Watch This Footage of The Ravens At War Over Laos Shot By Them On The Ground And In The Air

Official US Air Force Photograph via US Air Force Museum

North American’s iconic radial-engine trainer, the T-28 Trojan, trained thousands of Navy, Marine Corps, and Air Force pilots. Many of them fought in the skies above Vietnam and Southeast Asia. T-28s were also flown as forward air control (FAC) platforms and even as counter-insurgency (COIN) ground attack aircraft- not just by American and South Vietnamese pilots but in other wars by other countries as well. The Central Intelligence Agency (CIA) waged a war of their own in Laos, and they used T-28D Nomads for FAC and COIN missions there. This video, transferred from Super-8 millimeter film and uploaded to YouTube by PeriscopeFilm, was shot by the Ravens themselves.

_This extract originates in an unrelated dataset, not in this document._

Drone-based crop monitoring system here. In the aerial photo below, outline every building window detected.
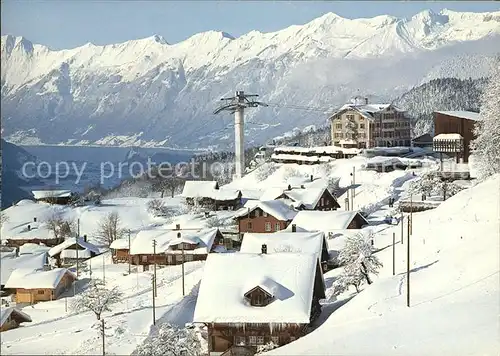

Official US Air Force Photograph via US Air Force Museum

Ravens were American fighter pilots who flew largely covert and “deniable” missions against the communist Pathet Lao and North Vietnamese in Laos. Often operating from austere facilities such as Pakse (where the ground footage was shot), the Raven T-28Ds were modified with modern gunsights, pod-mounted guns, and were capable of dropping bombs, napalm, cluster bomb units (CBUs), firing rockets, and in general throwing whatever ordnance was available to them at their targets. When they needed more firepower they called in airstrikes by other Air Force, Navy, or Marine Corps aircraft. The footage reveals some little-known aspects of the Ravens at war.  Notice the lack of national insignia on their T-28Ds.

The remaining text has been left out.